On Wed, May 25, 2016 at 08:57:47AM -0700, Paul E. McKenney wrote:
> For your example, but keeping the compiler in check:
> 
> 	if (READ_ONCE(a))
> 		WRITE_ONCE(b, 1);
> 	smp_rmb();
> 	WRITE_ONCE(c, 2);
> 
> On x86, the smp_rmb() is as you say nothing but barrier().  However,
> x86's TSO prohibits reordering reads with subsequent writes.  So the
> read from "a" is ordered before the write to "c".
> 
> On powerpc, the smp_rmb() will be the lwsync instruction plus a compiler
> barrier.  This orders prior reads against subsequent reads and writes, so
> again the read from "a" will be ordered befoer the write to "c".  But the
> ordering against subsequent writes is an accident of implementation.

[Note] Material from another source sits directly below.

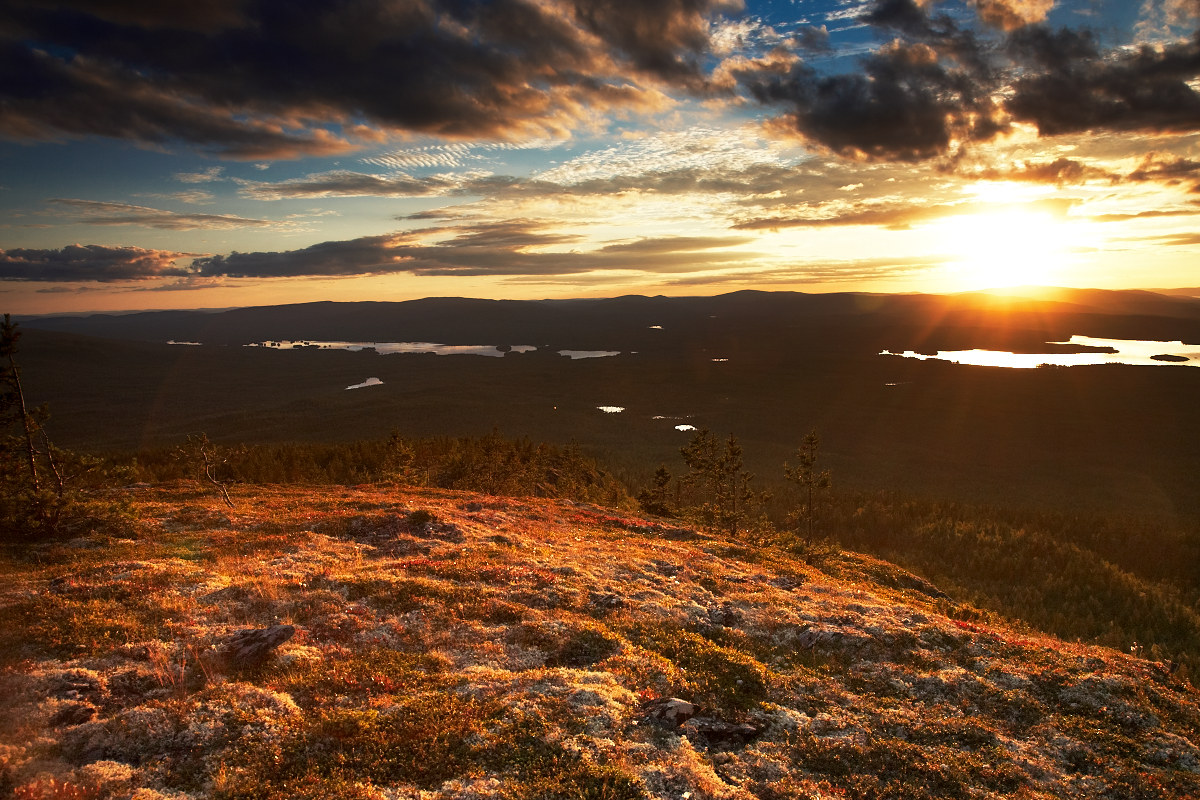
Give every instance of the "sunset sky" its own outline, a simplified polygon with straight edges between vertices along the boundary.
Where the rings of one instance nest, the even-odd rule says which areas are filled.
[[[0,311],[1200,285],[1200,0],[6,0]]]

> The real guarantee comes from powerpc's guarantee that stores won't be
> speculated, so that the read from "a" is guaranteed to be ordered before
> the write to "c" even without the smp_rmb().
> 
> On arm, the smp_rmb() is a full memory barrier, so you are good
> there.  On arm64, it is the "dmb ishld" instruction, which only orders
> reads. 

IIRC dmb ishld orders more than load vs load (like the manual states),
but I forgot the details; we'll have to wait for Will to clarify. But
yes, it also orders loads vs loads so it sufficient here.
 
> But in both arm and arm64, speculative stores are forbidden,
> just as in powerpc.  So in both cases, the load from "a" is ordered
> before the store to "c".
> 
> Other CPUs are required to behave similarly, but hopefully those
> examples help.

I would consider any architecture that allows speculative stores as
broken. They are values out of thin air and would make any kind of
concurrency extremely 'interesting'.